Jésus choisit ici de réduire au minimum le public et le voyeurisme. Et il demande aux parents de rester silencieux sur ce qui s’est passé, de ne pas en faire de publicité à l’extérieur des 4 murs de la chambre. Leur fillette n’a pas besoin de porter le regard des autres, et eux de se nourrir d’une mauvaise gloire. Jésus assume jusqu’au bout son rôle d’attention à la vie, en demandant de donner à manger à leur fille – la vie reprend, ordinaire, là où elle s’était interrompue.
Car chez Jaïros, Jésus protège l’intimité familiale et la croissance de la fillette, tout le contraire du besoin de dignité et de reconnaissance de l’autre fille, qui doit retrouver sa place dans la vie.
La façon de faire de Jésus n’est pas la bonne, et les disciples rigolent, et les pros de la mort ricanent. Tout comme au temps d’Ezéchiel; et ça nous arrive aussi, de mépriser. Mais la réponse est encore la même : je ne veux pas que celle qui m’a touché meurt, ni que cette fillette ne se relève pas. Et Jésus donne aux disciples et à la foule l’occasion d’accepter le retour de la fille guérie. Mais ce n’est pas le rôle des pros de la mort que d’accompagner la fillette, mais bien aux parents, et ceux-ci n’ont pas à donner prise à quiconque sur et dans leur foyer. Dieu et Jésus continuent d’interrompre le fleuve de nos rituels et de détourner nos lamentations, afin de faire sortir la vie plus forte que la mort, à contre-courant de nos fatalités.

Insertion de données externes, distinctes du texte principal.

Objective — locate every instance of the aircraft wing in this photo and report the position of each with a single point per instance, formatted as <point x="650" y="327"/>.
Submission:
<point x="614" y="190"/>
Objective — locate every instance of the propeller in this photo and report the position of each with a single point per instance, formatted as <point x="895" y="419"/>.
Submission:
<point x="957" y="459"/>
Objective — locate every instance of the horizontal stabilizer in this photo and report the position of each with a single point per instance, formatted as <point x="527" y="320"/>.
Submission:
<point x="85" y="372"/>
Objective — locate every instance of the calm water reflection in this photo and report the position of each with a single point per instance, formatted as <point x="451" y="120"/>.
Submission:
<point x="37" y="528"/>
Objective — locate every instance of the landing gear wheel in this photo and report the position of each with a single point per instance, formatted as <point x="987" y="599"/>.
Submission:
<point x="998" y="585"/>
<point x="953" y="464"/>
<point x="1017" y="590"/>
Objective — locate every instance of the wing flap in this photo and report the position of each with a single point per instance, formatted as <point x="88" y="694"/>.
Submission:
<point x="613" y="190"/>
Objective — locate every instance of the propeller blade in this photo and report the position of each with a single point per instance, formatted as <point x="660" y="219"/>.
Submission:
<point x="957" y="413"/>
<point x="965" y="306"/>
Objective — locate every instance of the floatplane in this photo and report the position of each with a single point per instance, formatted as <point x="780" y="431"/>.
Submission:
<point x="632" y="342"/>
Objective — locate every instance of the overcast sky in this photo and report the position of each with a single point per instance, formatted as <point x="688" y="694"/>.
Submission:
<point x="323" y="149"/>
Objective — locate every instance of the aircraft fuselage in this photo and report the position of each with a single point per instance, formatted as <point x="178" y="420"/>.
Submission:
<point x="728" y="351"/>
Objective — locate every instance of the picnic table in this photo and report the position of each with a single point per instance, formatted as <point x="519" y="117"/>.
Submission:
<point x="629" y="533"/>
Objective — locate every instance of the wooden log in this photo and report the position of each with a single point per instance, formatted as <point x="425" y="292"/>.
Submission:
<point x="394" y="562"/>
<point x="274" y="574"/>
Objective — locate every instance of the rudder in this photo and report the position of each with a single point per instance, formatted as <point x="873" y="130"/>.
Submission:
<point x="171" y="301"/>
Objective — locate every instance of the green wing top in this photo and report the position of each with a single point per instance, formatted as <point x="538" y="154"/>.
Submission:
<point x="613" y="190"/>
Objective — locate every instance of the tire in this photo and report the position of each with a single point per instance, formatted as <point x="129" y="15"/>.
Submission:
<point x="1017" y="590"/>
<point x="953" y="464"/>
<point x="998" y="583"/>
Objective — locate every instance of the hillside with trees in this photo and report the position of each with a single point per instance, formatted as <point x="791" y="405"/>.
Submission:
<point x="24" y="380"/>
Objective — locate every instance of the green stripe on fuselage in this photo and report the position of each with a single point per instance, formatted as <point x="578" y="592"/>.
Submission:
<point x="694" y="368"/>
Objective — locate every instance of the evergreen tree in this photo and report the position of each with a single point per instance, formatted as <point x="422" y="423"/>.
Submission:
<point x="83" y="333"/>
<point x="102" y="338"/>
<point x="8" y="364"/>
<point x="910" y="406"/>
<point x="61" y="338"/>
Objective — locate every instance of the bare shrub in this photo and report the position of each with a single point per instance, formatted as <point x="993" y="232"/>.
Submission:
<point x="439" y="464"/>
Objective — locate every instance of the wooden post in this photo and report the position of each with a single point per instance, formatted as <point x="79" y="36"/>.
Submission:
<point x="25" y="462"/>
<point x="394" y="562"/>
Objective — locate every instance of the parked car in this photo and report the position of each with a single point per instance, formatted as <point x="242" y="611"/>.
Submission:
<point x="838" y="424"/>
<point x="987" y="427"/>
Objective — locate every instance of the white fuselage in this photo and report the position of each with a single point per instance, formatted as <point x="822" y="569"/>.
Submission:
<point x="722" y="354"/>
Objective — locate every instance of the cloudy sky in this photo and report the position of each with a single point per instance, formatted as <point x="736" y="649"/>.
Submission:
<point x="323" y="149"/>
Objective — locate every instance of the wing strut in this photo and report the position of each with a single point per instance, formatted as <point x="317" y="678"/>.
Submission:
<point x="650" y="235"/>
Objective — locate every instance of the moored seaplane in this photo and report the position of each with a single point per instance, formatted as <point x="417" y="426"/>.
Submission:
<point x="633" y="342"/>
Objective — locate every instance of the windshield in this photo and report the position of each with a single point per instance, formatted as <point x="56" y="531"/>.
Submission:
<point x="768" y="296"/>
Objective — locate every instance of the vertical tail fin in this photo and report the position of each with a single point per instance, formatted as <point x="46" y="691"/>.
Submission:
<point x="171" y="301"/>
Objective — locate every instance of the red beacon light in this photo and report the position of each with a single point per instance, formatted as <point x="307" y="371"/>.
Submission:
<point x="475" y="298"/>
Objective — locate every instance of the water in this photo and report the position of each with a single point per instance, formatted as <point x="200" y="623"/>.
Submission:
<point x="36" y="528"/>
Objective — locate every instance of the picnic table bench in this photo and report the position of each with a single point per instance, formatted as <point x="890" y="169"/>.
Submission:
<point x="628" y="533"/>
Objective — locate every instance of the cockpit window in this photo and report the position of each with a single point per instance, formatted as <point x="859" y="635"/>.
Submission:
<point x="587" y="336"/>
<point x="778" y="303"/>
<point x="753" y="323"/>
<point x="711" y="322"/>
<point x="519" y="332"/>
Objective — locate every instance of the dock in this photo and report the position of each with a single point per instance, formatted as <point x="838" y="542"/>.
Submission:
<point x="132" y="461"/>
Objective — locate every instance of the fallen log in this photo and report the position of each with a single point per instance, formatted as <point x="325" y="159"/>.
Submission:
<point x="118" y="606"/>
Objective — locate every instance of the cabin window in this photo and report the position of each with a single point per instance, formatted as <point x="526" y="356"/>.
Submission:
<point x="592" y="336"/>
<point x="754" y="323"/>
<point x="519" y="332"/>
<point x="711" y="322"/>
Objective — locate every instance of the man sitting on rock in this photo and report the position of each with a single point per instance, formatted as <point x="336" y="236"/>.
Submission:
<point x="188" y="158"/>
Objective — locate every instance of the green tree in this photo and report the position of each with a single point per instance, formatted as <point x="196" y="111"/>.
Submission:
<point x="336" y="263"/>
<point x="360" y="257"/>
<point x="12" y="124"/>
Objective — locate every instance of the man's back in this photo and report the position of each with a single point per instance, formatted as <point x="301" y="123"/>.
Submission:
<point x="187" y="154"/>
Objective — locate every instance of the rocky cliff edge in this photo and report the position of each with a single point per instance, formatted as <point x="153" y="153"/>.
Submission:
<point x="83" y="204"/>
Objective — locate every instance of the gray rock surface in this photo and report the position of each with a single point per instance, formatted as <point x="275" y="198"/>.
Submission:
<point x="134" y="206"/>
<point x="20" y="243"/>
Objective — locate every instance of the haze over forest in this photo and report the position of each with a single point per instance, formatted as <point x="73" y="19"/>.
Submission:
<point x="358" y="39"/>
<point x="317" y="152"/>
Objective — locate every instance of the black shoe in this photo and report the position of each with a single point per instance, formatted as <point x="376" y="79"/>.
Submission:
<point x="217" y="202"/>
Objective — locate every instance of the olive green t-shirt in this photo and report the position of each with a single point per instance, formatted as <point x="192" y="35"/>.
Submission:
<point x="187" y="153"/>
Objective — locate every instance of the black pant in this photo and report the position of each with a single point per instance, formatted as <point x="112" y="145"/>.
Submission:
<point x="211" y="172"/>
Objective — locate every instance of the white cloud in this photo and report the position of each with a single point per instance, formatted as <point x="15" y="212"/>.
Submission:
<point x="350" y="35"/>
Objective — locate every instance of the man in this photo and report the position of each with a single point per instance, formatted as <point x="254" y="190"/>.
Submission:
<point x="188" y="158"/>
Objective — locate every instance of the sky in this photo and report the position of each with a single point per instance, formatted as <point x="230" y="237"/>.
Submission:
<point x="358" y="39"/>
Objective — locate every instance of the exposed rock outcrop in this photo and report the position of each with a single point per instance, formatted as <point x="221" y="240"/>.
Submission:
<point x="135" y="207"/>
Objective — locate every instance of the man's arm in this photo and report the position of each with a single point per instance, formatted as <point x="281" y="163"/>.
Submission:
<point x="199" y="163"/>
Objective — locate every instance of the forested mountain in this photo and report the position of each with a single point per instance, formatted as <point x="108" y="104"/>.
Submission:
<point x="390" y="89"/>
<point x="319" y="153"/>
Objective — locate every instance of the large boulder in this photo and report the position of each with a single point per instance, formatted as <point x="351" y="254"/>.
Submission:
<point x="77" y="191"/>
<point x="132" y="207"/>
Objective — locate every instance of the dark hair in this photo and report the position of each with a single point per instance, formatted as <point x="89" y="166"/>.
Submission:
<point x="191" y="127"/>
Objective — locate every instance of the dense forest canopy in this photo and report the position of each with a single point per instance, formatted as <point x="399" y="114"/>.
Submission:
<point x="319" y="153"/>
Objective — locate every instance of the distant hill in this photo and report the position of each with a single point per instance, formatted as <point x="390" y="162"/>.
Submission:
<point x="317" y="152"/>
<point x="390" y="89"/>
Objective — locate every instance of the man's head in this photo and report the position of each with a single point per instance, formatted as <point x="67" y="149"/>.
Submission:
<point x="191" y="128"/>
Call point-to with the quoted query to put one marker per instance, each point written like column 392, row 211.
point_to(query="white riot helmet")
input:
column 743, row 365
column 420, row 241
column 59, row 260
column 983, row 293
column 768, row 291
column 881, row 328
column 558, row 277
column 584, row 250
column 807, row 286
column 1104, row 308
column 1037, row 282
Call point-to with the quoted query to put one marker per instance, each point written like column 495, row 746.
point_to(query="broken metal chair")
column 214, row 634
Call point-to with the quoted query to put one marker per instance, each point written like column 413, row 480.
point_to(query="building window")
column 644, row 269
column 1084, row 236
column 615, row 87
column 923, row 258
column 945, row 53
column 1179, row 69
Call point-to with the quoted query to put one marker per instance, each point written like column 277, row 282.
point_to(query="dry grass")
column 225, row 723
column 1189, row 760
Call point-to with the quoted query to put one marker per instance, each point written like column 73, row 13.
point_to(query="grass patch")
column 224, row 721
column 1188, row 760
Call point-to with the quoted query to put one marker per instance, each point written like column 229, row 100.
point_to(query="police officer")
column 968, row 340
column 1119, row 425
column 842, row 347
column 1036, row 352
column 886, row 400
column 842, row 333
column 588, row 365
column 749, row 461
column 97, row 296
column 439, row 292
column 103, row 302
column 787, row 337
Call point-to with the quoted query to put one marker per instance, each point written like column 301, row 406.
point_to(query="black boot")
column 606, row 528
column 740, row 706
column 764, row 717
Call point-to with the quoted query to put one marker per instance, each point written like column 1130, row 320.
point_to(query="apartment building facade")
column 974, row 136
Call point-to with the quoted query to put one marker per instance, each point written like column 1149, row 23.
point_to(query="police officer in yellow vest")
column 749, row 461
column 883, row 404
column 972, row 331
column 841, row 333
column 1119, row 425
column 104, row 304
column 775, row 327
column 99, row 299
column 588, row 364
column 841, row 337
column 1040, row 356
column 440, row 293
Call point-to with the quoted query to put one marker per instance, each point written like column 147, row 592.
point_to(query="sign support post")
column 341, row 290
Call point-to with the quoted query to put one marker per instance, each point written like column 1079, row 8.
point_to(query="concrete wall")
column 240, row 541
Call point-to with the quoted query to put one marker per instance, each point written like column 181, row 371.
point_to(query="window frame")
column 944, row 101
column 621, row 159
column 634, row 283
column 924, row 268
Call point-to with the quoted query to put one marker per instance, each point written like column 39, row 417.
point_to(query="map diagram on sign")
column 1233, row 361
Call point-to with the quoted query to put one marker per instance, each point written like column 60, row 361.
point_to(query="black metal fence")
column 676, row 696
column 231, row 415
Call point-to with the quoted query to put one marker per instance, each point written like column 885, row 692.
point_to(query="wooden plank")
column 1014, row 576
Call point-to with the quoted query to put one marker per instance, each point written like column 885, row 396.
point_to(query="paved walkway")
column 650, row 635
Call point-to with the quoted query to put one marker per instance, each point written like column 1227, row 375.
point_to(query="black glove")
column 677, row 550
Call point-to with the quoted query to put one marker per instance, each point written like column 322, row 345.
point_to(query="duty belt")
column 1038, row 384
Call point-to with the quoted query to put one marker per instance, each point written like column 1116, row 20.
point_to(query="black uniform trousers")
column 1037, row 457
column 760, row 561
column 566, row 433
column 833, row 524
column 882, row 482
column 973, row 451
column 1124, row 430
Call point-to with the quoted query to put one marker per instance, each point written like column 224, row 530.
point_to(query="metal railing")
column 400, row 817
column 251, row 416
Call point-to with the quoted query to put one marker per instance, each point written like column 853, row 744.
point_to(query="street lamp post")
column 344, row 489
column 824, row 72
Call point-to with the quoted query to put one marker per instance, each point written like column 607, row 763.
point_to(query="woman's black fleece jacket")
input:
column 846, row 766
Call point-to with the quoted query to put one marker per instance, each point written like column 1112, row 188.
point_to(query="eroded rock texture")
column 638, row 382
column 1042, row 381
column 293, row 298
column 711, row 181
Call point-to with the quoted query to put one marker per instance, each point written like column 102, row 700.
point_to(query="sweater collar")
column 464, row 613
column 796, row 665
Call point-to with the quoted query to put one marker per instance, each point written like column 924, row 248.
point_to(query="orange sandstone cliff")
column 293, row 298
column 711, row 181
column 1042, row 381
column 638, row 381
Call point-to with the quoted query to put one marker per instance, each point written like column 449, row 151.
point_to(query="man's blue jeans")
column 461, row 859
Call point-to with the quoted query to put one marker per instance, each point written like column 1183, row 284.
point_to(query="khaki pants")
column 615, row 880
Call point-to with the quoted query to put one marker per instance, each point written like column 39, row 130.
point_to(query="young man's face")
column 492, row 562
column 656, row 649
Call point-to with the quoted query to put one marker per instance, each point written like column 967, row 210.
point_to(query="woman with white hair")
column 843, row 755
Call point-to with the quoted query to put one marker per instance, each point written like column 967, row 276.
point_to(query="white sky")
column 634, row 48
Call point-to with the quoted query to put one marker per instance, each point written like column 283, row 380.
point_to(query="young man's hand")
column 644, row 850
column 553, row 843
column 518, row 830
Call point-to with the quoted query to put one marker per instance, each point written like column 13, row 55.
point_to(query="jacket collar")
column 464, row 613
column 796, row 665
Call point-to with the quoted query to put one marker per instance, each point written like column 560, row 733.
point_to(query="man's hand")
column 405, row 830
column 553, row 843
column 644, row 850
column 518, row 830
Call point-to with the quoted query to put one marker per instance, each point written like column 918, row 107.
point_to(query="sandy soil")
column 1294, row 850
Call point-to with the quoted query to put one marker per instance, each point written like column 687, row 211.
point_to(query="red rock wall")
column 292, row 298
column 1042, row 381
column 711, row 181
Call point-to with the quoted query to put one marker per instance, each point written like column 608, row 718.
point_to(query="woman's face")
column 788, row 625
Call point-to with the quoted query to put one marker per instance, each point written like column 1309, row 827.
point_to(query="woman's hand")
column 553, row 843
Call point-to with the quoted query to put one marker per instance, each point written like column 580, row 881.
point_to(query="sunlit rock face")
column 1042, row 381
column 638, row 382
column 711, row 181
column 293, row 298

Certain.e.s parmi nous sont touchés dans leur chair par la maladie, comme cette femme discrète. D’autres sont désespérés pour un être aimé. Jésus vient assurer de sa présence, envers et contre la routine, la lassitude, l’ambiance défaitiste qui nous entourent. Il veut donner à chacun l’assurance que la vie n’est pas finie, qu’une guérison est promise. Cela nous fait sourire, voir ricaner ? souvenons-nous de ces 2 filles, vouées à la mort, pour lesquelles Jésus est venu s’interposer, prendre à contre-pied leurs destinées écrites par les hommes.
Cela ne va pas empêcher la mort, mais changer notre regard sur la mort, faire évoluer nos priorités, corriger la place des rites mortuaires, jusqu’à nous donner la tranquille assurance qu’un amour nous attend, chacun, dans la Vie de Dieu.